L’usage personnel du smartphone sur le lieu de travail, souvent perçu comme anodin, pèse lourdement sur la richesse nationale. Selon une étude de l’économiste Solal Chardon-Boucaud, publiée par le ministère de l’Économie, la distraction numérique coûterait déjà 0,6 point de PIB à la France, soit 15 milliards d’euros par an. Entre baisse de productivité et effets délétères sur la santé, le phénomène illustre la puissance de l’« économie de l’attention », modèle économique conçu pour capter au maximum le temps des utilisateurs.

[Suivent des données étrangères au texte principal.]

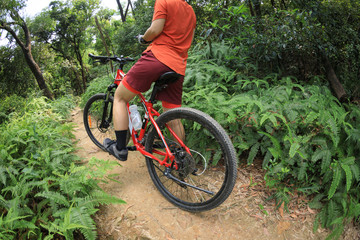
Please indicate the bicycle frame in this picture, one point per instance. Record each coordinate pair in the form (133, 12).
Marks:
(139, 137)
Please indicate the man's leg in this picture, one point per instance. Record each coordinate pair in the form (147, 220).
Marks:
(176, 126)
(121, 121)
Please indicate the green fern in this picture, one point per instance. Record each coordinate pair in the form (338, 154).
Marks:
(337, 174)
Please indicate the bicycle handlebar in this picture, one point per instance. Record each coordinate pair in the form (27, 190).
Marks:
(105, 59)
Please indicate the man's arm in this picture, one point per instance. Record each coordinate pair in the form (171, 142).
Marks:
(154, 30)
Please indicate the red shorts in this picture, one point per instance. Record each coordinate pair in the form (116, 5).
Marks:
(146, 71)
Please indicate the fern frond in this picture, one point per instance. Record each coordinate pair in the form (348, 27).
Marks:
(55, 197)
(348, 176)
(337, 172)
(253, 152)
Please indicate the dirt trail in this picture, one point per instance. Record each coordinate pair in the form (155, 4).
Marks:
(147, 215)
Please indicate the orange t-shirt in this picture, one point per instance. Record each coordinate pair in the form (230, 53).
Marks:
(172, 45)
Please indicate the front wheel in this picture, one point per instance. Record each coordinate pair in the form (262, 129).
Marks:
(97, 118)
(204, 178)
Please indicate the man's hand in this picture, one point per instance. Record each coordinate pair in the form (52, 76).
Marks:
(142, 41)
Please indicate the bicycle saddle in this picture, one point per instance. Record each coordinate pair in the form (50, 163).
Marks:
(167, 78)
(163, 81)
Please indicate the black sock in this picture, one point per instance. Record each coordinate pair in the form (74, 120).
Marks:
(121, 139)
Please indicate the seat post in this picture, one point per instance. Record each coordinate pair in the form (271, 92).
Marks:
(163, 81)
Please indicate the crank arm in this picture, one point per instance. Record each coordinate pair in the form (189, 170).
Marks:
(170, 176)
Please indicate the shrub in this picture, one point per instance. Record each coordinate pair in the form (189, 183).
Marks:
(44, 193)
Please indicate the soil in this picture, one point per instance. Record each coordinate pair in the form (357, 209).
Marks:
(246, 214)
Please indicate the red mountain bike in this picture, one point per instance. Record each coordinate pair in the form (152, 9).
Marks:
(196, 172)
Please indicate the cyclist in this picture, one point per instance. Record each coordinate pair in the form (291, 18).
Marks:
(170, 36)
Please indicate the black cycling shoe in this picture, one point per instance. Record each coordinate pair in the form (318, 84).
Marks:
(110, 146)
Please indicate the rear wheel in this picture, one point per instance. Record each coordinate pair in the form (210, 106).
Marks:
(98, 119)
(205, 177)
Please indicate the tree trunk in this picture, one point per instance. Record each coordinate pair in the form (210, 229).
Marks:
(257, 6)
(251, 8)
(26, 49)
(35, 69)
(334, 81)
(103, 39)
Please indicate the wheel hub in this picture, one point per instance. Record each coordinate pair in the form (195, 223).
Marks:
(186, 164)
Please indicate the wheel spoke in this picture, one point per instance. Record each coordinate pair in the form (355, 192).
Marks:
(201, 180)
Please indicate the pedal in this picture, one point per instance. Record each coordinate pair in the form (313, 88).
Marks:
(131, 148)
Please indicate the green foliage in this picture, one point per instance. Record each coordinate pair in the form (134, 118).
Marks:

💥 Un impact direct sur le PIB
Le cœur du problème réside dans le temps de travail effectif amputé. L’étude rappelle que les salariés consacrent entre 20 minutes et 2h30 par jour à des usages non professionnels sur leur téléphone. Au-delà de cette perte brute, le coût est aggravé par le temps nécessaire pour se reconcentrer après chaque interruption.
Résultat : une perte estimée à 0,4 % du PIB, soit 10 milliards d’euros par an, rien qu’en productivité.

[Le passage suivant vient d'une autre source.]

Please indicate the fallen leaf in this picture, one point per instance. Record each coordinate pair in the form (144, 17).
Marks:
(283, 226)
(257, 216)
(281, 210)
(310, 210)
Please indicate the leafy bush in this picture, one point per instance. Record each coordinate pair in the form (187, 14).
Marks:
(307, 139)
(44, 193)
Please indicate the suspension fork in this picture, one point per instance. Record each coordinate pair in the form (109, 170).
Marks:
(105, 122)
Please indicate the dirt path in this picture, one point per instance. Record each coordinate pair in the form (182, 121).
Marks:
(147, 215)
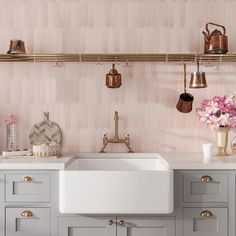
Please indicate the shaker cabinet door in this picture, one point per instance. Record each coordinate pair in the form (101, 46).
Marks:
(86, 226)
(28, 221)
(205, 187)
(146, 226)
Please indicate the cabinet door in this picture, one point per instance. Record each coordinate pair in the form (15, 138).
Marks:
(205, 187)
(146, 226)
(28, 221)
(205, 221)
(86, 226)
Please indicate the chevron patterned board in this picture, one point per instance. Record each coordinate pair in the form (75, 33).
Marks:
(45, 132)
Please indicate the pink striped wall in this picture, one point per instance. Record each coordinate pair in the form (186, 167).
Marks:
(75, 94)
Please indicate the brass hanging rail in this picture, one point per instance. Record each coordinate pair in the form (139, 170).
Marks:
(117, 58)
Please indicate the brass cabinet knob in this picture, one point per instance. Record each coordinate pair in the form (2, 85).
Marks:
(26, 178)
(206, 213)
(110, 222)
(26, 213)
(121, 222)
(206, 178)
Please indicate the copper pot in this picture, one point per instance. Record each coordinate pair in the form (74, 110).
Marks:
(113, 78)
(16, 47)
(185, 102)
(215, 42)
(198, 79)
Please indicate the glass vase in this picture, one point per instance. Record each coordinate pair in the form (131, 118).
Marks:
(222, 140)
(12, 143)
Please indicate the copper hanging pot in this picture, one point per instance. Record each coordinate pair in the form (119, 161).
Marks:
(113, 78)
(185, 102)
(16, 47)
(215, 42)
(198, 79)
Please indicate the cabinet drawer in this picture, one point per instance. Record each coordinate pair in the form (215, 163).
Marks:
(27, 187)
(204, 221)
(85, 225)
(28, 221)
(205, 187)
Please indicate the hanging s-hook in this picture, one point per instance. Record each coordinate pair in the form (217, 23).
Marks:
(57, 64)
(167, 58)
(80, 58)
(99, 61)
(127, 63)
(116, 63)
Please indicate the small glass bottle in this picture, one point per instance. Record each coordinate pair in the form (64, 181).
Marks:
(11, 129)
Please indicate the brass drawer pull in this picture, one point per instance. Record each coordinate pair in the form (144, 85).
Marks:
(206, 178)
(26, 214)
(121, 222)
(26, 178)
(206, 214)
(110, 222)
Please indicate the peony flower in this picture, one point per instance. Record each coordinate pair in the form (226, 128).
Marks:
(212, 122)
(10, 119)
(218, 111)
(212, 107)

Ces interruptions pèsent directement sur la création de valeur
insiste Chardon-Boucaud. Mais l’impact ne s’arrête pas là. L’« économie de l’attention » altère également la santé mentale des salariés : troubles du sommeil, anxiété, dépression et stress chronique. Ces pathologies induisent un surcoût évalué à 0,2 % du PIB, soit 5 milliards d’euros, via l’absentéisme, la baisse de performance et même certaines retraites anticipées.
Additionnés, ces deux facteurs représentent déjà 15 milliards d’euros de pertes annuelles, l’équivalent de la valeur ajoutée d’un secteur industriel stratégique.

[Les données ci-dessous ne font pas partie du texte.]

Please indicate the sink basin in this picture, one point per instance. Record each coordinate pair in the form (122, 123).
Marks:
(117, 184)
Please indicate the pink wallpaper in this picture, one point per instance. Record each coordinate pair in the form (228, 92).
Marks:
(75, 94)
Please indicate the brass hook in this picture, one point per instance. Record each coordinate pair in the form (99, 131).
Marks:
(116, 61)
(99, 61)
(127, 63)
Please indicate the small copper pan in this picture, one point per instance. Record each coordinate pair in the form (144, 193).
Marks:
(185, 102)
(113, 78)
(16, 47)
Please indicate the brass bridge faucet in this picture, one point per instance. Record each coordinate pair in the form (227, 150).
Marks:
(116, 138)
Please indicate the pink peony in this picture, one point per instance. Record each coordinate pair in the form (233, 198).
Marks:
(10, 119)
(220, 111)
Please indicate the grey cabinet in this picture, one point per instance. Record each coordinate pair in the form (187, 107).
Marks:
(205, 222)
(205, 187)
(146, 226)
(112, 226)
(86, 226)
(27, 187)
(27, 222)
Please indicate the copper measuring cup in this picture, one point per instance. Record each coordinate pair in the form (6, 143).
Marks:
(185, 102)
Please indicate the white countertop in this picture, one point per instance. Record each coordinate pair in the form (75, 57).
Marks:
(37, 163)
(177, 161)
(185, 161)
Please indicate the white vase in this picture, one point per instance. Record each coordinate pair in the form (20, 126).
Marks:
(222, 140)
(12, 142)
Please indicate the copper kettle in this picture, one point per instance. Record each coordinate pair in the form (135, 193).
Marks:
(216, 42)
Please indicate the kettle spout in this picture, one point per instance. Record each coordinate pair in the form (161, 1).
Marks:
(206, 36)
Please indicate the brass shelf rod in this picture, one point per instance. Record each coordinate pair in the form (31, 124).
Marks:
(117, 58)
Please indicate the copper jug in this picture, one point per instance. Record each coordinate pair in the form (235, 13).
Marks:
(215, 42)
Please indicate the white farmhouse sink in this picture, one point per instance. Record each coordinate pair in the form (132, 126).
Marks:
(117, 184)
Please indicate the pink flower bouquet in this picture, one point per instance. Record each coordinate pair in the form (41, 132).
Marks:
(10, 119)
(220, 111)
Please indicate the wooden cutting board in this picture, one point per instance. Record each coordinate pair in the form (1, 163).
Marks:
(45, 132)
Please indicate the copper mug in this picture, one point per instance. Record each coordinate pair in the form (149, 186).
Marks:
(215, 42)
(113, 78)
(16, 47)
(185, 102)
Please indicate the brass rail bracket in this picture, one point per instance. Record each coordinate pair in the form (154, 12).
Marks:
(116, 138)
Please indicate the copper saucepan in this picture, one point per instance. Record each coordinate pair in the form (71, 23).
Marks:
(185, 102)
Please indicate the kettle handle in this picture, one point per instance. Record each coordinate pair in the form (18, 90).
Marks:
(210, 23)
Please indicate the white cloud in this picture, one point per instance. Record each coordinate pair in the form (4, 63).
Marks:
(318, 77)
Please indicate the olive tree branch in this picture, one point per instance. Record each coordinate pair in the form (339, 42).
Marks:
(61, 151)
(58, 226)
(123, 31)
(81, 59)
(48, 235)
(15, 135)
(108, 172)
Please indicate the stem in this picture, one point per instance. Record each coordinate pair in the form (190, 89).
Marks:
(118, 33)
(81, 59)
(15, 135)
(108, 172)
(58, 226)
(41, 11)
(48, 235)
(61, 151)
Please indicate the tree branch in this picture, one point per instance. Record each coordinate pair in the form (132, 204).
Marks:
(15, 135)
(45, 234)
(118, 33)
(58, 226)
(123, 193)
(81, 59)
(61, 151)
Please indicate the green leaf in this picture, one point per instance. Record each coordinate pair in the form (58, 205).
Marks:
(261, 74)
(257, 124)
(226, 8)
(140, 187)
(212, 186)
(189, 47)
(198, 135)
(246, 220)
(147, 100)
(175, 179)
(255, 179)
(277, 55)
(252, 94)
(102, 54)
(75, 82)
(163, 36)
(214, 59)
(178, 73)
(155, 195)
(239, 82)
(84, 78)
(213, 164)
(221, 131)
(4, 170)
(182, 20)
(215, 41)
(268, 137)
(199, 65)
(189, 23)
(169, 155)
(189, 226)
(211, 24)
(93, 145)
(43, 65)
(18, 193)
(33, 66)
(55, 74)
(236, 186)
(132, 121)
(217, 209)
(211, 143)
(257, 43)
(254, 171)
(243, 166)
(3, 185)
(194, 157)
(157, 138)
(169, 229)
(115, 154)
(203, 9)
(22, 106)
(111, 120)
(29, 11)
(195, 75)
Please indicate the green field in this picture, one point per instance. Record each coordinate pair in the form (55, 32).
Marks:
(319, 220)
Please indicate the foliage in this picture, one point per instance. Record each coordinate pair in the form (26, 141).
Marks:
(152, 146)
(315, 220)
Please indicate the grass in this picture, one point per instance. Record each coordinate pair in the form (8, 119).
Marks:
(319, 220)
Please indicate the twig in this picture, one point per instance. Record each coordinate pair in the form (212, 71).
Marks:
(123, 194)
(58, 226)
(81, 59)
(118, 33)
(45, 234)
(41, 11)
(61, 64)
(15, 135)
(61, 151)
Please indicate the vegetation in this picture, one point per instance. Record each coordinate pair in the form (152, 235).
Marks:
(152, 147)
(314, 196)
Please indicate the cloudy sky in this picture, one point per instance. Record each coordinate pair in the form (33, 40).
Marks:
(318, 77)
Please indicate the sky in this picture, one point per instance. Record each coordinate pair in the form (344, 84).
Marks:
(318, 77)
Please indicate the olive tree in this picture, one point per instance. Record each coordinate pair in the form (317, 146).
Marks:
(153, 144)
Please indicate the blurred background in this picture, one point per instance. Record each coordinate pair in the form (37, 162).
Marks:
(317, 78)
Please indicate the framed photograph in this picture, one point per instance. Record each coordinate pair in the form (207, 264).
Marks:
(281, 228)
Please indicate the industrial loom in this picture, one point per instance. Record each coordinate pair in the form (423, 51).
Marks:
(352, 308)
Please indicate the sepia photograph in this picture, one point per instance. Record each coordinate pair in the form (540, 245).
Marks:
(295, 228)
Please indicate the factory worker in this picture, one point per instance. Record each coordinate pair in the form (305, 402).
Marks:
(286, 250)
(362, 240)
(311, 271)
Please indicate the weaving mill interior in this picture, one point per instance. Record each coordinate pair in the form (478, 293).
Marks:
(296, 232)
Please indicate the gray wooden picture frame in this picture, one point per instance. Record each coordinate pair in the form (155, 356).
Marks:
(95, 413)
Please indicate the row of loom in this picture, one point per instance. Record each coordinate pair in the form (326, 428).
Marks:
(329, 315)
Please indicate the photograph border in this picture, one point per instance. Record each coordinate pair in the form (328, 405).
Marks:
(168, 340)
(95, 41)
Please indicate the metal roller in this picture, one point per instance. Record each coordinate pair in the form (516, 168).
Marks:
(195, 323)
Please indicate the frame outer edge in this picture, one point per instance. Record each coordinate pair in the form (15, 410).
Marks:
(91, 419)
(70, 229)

💣 Une bombe à retardement pour l’économie française
Le plus inquiétant, selon l’étude, est la projection à long terme. D’ici 2060, la perte pourrait grimper entre 2 et 2,9 points de PIB. En cause : une détérioration progressive des capacités cognitives (attention, mémoire, concentration), qui menace les générations futures.
« Cet ordre de grandeur doit être considéré avec prudence », précise l’économiste, tout en soulignant le rôle central de l’exposition précoce des jeunes aux écrans. Le Crédoc estime déjà que 30 % des 12-17 ans passent plus de 35 heures par semaine devant un écran. Ces futurs actifs pourraient donc entrer sur le marché du travail avec des capacités cognitives affaiblies, accentuant les pertes de productivité.
Face à ce constat, les pouvoirs publics explorent des solutions. Un rapport parlementaire, relayé par la députée Laure Miller (EPR), propose l’interdiction des réseaux sociaux aux moins de 15 ans et un couvre-feu numérique pour les 15-18 ans. Mais ces mesures se heurtent à la résistance des plateformes, à des défis techniques et au débat sur les libertés individuelles.
👁️ L’œil de l’expert
L’étude met en lumière une réalité souvent sous-estimée : les réseaux sociaux ne constituent pas seulement un enjeu de société, mais un risque macroéconomique majeur. Le coût actuel, déjà équivalent à celui d’une crise sectorielle, pourrait se transformer en handicap structurel pour la compétitivité française.
Le défi est clair : trouver un équilibre entre innovation numérique et préservation des ressources cognitives. Sans régulation efficace ni stratégie de prévention, l’économie française risque de payer une facture exponentielle dans les décennies à venir.